This is just a small part of a conversation I have been having with a
guy in Canada about Indolebutyric Acid, Naphthaleneacetic Acid,
Indoleacetic Acid, and a few other synthetic hormones and their effect
on plants. I'm a litle late in copying you but I thought some might be
interested even at this point.
Jim Hawes wrote:
> You asked if there was anything that one can put on roots to make them
> grow. IMO, no. Let me explain how I understand how things work. In
> nature, there is always "response to the environment" to consider. One
> of these responses is a "balance" in growth between shoot and root.
> Under good light conditions (as well as other good conditions) growth
> of shoot is maximized. As more food (carbohydrates) are manufactured and
> moved to roots, then root growth is maximized (if all major
> environmental factors in the soil are optimum). These include good level
> and balance of nutrients in the soil, optimum moisture availability,
> good drainage...meaning good pore space for good balance of air and
> water, and a good balance and percentage of organic matter in process of
> decomposition. The root growth keeps up with shoot growth and balance is
> maintained. Roots provide water and nutrients to the shoot and shoot
> growth increases. Then more food is transferred to the root and
> everything keeps growing better and better with everything coming into
> balance. ...a symbiotic relationship between shoot and root exists.

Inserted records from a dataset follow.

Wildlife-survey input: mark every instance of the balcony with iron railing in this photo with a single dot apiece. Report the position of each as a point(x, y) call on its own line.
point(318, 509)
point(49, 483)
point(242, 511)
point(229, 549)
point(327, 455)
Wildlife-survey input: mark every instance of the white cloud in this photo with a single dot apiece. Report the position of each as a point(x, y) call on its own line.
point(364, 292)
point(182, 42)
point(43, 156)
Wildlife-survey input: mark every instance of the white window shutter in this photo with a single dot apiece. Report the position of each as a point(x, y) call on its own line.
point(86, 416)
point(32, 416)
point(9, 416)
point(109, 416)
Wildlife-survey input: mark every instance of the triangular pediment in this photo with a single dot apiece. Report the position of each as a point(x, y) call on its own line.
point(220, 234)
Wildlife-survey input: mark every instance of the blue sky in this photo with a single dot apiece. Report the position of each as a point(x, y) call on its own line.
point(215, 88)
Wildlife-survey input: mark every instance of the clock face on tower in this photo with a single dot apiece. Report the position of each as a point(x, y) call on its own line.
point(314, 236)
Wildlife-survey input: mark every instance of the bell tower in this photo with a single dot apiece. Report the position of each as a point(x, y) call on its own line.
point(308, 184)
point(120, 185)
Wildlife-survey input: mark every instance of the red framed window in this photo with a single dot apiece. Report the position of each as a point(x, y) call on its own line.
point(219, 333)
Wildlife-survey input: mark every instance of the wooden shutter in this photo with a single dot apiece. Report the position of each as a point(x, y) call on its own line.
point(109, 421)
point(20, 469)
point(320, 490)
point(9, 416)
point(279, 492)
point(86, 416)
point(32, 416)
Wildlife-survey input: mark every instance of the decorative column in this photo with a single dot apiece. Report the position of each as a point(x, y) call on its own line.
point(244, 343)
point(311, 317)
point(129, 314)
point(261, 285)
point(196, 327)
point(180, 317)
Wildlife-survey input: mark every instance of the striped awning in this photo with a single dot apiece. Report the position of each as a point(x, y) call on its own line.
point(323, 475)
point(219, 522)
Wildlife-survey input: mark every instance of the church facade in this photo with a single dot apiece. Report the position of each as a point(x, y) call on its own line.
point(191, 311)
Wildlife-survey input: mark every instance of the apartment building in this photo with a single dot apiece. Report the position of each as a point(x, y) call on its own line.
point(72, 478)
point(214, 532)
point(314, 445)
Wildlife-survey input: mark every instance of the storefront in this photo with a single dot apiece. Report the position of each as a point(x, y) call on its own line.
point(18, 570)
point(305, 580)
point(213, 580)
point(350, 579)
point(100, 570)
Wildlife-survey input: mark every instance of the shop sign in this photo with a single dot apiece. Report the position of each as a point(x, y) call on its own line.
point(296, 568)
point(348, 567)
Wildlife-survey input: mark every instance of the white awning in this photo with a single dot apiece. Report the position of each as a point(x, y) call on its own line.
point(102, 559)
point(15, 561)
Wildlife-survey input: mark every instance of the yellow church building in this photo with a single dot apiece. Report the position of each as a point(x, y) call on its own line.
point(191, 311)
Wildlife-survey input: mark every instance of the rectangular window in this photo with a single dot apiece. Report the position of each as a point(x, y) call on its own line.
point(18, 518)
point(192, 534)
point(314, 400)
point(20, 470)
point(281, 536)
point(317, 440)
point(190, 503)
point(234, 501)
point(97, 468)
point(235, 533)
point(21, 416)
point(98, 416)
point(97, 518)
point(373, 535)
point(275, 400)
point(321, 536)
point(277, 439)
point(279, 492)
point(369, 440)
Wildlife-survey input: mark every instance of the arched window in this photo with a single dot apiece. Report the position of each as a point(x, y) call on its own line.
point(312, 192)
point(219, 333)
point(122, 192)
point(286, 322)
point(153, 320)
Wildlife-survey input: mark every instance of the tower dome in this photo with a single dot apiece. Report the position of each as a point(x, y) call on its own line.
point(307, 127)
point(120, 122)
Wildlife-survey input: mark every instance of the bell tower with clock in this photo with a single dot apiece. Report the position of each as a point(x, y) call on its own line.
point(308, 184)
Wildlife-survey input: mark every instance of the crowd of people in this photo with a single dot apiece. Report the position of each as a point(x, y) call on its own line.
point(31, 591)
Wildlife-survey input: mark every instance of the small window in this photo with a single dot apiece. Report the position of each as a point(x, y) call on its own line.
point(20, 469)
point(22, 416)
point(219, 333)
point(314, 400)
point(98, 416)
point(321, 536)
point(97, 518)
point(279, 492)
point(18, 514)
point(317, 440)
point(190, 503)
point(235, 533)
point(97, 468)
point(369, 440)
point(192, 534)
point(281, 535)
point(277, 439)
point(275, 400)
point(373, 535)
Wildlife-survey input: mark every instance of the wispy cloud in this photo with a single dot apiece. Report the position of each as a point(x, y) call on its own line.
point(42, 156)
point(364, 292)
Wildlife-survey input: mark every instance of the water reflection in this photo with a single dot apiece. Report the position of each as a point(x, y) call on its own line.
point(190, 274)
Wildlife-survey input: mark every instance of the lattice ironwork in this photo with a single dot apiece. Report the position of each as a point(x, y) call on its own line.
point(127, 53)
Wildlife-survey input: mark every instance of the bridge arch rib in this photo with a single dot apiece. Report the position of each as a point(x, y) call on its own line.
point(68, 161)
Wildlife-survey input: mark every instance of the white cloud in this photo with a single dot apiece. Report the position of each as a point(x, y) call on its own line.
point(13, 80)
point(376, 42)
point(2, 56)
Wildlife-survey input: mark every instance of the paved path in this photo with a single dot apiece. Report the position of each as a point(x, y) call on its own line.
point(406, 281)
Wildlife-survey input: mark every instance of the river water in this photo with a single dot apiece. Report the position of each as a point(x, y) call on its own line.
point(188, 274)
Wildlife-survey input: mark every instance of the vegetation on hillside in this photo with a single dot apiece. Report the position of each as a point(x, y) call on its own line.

> Are hormones involved? Yes. Auxins work in above-ground tissues and
> organs to maintain apical dominance and prevents excessive side growth
> on plants. Cytokinins produced in roots move upward and maintain the
> balance of cytokinins and auxins in various tissues and organs. Other
> hormones such as ethylene gas, gibberillins and abscissic acid serve
> their functions in respiration, cell division and dormancy respectively
> but they are not nearly as important as auxins and cytokinins in the
> processes we consider to be " growth".
> I know of nothing that one can add to make this process better or to
> make roots grow faster and better.
> Now I know that you are aware of all of this. I am just repeating it to
> you to remind you of how plants grow in a balanced way.